The Pivot Shuttle is praised for weighing in at 44#'s.
Why not get our Haibikes, levo's.......down to 44# by placing the battery in backpack, losing 6#'s and using an extension cord like the Krank Bros Double Ego?


----------



## EricTheDood (Sep 22, 2017)




----------



## leeboh (Aug 5, 2011)

highroad 2 said:


> The Pivot Shuttle is praised for weighing in at 44#'s.
> Why not get our Haibikes, levo's.......down to 44# by placing the battery in backpack, losing 6#'s and using an extension cord like the Krank Bros Double Ego?


 Ummm, math much? Rider and bike weight will still be the same. Just put helium in the tires, so awesome.


----------



## Phantastic79 (Apr 5, 2017)

Yes this is possible, practical and beneficial. But not perfect. I have. Abike that can do this. Sometime I ride with batt on bike but most time I backpack it. Bike feels better when you can take the weight off.


----------



## JillRide45 (Dec 11, 2015)

I have a 2018 Specialized Carbon Comp Levo. I replaced the wheels with Light Bicycle 45mm carbon rims/DT Swiss hubs, tires are Nobby Nic Rocket Rons (27.5 x 3.0), and a carbon handlebar. Everything else is stock including 203 rotors and I added a seat with level 4 padding (360 grams). Bike ready to ride with pedals, bottle cage, and GPS mount weighs 45.08 lbs. 

The Pivot is listed with 2.8 Rekons, and I am running 3.0 tires.


----------



## JACKL (Sep 18, 2011)

Better to have the weight on the bike than using extra energy to carry it on your body. Although it is good for the stealth aspect.


----------



## Phantastic79 (Apr 5, 2017)

JACKL said:


> Better to have the weight on the bike than using extra energy to carry it on your body. Although it is good for the stealth aspect.
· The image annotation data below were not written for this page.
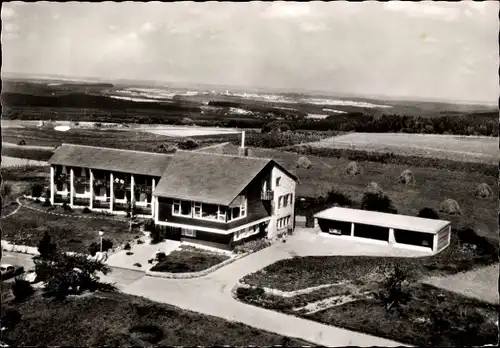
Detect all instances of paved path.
[123,230,418,347]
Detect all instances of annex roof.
[314,207,450,234]
[48,144,172,176]
[154,150,273,205]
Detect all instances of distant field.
[201,144,498,238]
[305,133,500,164]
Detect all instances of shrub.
[144,219,155,232]
[0,184,12,199]
[31,183,43,198]
[151,226,163,244]
[63,202,73,213]
[129,325,164,344]
[38,231,57,260]
[88,238,113,256]
[236,287,265,301]
[233,238,272,254]
[417,208,439,220]
[345,161,361,175]
[12,277,34,302]
[295,157,312,169]
[177,138,200,150]
[0,306,21,329]
[398,169,415,185]
[475,183,493,199]
[361,182,397,214]
[326,189,353,207]
[439,198,462,215]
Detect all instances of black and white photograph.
[0,0,500,347]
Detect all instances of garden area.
[0,253,310,347]
[2,202,141,253]
[151,245,230,273]
[236,224,500,346]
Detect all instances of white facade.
[267,166,296,239]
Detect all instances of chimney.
[238,131,248,157]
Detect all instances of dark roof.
[49,144,172,176]
[154,151,272,205]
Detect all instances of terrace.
[51,165,155,216]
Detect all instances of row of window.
[234,224,260,241]
[278,193,293,209]
[172,198,247,222]
[276,215,291,229]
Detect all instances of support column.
[432,233,439,253]
[152,196,158,223]
[314,218,321,234]
[50,166,56,205]
[69,167,75,207]
[130,174,135,206]
[150,178,156,218]
[109,173,115,212]
[389,228,396,245]
[89,168,94,209]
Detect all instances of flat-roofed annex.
[314,207,451,234]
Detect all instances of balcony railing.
[260,190,274,201]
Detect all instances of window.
[218,206,226,221]
[172,200,191,217]
[194,202,201,217]
[201,204,219,220]
[181,228,196,237]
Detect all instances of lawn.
[2,292,311,347]
[307,133,499,164]
[201,145,498,239]
[2,202,140,253]
[151,247,229,273]
[242,234,498,291]
[308,284,500,347]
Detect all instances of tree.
[361,183,397,214]
[417,208,439,220]
[38,231,57,260]
[375,264,414,311]
[35,253,116,300]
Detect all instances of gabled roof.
[314,207,450,234]
[154,151,274,206]
[48,144,172,176]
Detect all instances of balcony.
[260,190,274,201]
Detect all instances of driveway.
[123,229,418,347]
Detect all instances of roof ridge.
[176,150,273,161]
[61,143,172,157]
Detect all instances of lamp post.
[99,231,104,253]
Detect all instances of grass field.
[201,145,498,239]
[151,247,229,273]
[2,292,310,347]
[2,203,140,253]
[298,133,500,164]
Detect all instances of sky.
[1,1,499,102]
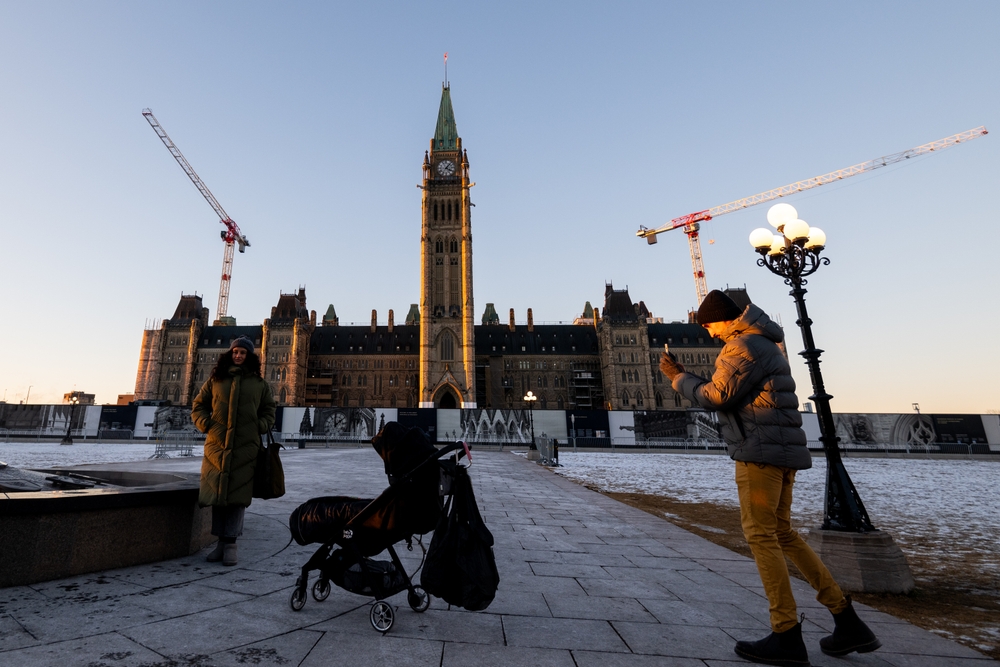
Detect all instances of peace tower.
[420,85,476,408]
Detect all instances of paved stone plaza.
[0,448,995,667]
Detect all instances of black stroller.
[288,422,469,633]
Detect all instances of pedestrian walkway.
[0,448,996,667]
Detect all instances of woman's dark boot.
[205,540,226,563]
[819,595,882,658]
[222,542,237,565]
[735,623,809,667]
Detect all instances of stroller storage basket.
[323,549,407,600]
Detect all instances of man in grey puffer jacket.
[660,290,881,666]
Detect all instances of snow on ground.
[0,441,1000,576]
[0,441,202,468]
[556,452,1000,575]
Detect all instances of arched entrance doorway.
[434,387,461,410]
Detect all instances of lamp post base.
[806,528,916,593]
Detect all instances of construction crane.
[635,126,987,303]
[142,109,250,321]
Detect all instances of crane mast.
[142,109,250,321]
[635,125,987,303]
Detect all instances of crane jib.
[635,125,989,303]
[142,109,250,321]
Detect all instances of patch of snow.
[556,452,1000,575]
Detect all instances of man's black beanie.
[698,290,743,324]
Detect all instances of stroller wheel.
[288,586,306,611]
[368,600,394,633]
[406,586,431,613]
[313,579,331,602]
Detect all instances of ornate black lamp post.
[524,389,538,449]
[59,396,80,445]
[750,204,875,533]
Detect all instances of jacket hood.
[722,303,785,343]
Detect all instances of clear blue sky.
[0,2,1000,412]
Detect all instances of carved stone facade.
[135,87,749,411]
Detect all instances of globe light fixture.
[780,218,809,243]
[750,227,774,250]
[524,389,538,450]
[767,204,799,230]
[750,204,875,533]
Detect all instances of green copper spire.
[434,86,458,151]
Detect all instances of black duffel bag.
[420,466,500,611]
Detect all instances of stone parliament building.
[135,86,749,411]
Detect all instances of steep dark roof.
[475,324,598,356]
[170,294,204,324]
[601,283,639,323]
[646,322,722,350]
[271,289,309,324]
[198,325,264,353]
[309,324,420,355]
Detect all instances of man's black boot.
[819,595,882,658]
[735,623,809,667]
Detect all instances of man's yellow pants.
[736,461,847,632]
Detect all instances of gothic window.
[441,331,455,361]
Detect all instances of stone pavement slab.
[0,447,996,667]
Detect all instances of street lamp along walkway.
[750,203,915,593]
[524,389,538,451]
[59,396,80,445]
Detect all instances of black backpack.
[420,466,500,611]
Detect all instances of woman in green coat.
[191,337,274,565]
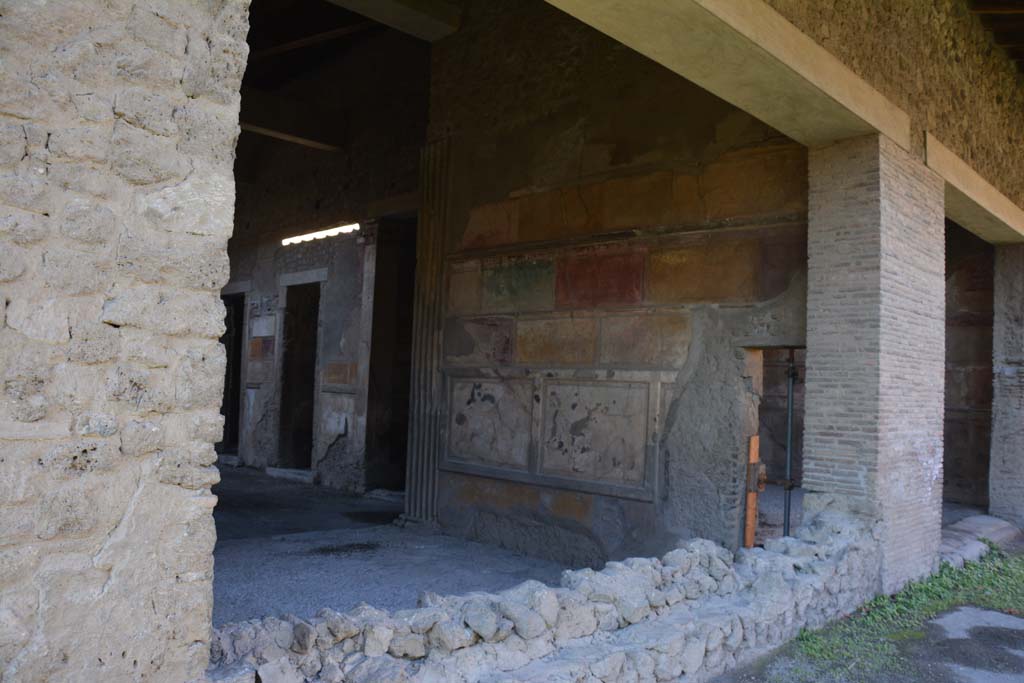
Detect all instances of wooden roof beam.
[328,0,462,43]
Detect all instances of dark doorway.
[367,219,416,490]
[215,294,246,455]
[942,221,995,513]
[278,283,321,469]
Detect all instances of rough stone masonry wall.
[210,512,879,683]
[430,0,807,566]
[0,0,248,681]
[767,0,1024,205]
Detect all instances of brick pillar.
[803,135,945,592]
[988,245,1024,526]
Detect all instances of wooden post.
[743,435,761,548]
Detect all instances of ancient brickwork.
[804,136,945,591]
[988,245,1024,526]
[0,0,248,681]
[211,513,879,683]
[767,0,1024,205]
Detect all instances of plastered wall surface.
[0,0,248,682]
[767,0,1024,205]
[430,2,807,565]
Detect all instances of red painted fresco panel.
[555,251,644,308]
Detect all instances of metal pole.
[782,348,797,536]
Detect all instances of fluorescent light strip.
[281,223,359,247]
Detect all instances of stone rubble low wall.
[209,511,879,683]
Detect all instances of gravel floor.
[213,468,563,626]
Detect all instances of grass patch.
[791,546,1024,681]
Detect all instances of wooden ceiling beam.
[328,0,462,43]
[252,22,378,59]
[239,121,341,152]
[971,0,1024,15]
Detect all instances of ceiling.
[970,0,1024,72]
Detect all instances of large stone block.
[444,317,513,366]
[517,183,604,242]
[515,317,598,367]
[446,261,481,314]
[600,313,691,368]
[700,146,807,221]
[480,259,555,313]
[646,238,761,303]
[462,200,519,249]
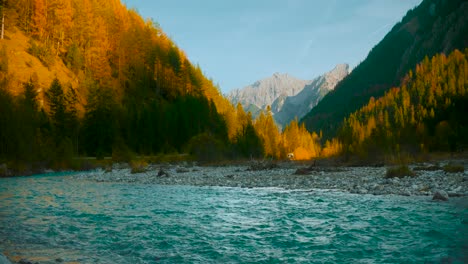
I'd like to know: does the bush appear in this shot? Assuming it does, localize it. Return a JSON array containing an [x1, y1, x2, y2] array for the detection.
[[385, 165, 416, 179], [112, 138, 135, 162], [443, 163, 465, 173], [28, 40, 55, 67], [188, 133, 226, 162], [130, 160, 148, 174]]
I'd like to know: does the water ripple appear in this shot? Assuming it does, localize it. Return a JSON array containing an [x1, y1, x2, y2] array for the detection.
[[0, 175, 468, 263]]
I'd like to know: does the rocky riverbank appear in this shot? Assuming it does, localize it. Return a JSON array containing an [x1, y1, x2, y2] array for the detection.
[[73, 160, 468, 197]]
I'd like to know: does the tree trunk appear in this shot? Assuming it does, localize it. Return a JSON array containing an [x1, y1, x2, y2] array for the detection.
[[2, 14, 5, 39]]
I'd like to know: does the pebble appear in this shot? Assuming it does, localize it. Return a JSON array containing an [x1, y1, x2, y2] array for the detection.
[[73, 162, 468, 199]]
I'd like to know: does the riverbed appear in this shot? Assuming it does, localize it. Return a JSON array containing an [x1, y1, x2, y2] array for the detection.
[[0, 165, 468, 263]]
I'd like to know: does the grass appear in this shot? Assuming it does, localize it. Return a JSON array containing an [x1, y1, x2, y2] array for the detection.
[[443, 163, 465, 173], [385, 165, 416, 179]]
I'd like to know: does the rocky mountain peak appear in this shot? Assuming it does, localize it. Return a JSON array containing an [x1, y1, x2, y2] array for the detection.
[[227, 64, 349, 126]]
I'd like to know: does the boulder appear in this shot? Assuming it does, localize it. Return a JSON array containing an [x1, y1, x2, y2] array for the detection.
[[158, 169, 169, 177], [432, 190, 448, 201], [0, 253, 11, 264]]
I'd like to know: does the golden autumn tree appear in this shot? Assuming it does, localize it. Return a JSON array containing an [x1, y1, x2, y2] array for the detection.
[[31, 0, 48, 40], [281, 119, 321, 160], [254, 106, 281, 158]]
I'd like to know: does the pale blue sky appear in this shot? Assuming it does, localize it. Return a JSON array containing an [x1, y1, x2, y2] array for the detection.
[[124, 0, 422, 93]]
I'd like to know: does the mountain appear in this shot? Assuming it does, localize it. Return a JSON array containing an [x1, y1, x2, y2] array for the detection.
[[301, 0, 468, 138], [339, 49, 468, 159], [227, 64, 349, 127], [227, 73, 311, 116], [272, 64, 349, 126]]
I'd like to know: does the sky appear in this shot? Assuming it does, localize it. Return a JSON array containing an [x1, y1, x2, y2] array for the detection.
[[123, 0, 422, 94]]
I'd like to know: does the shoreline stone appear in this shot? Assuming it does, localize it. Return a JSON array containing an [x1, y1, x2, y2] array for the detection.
[[72, 164, 468, 198]]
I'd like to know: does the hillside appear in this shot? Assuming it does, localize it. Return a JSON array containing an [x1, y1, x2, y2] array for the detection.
[[339, 49, 468, 159], [301, 0, 468, 138], [0, 0, 262, 169]]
I disagree with this statement most of the time. But it's just a matter of opinion. Not sure if there is a right answer.


----------



## 2wheelfun (Jan 8, 2018)

Keep the battery on the bike for better handling due to lower center of gravity and save your knees because you greatly increase the G loads carrying the battery on your back. Also you set yourself up to electrocute yourself or have one heck of a short. BAD MOJO


----------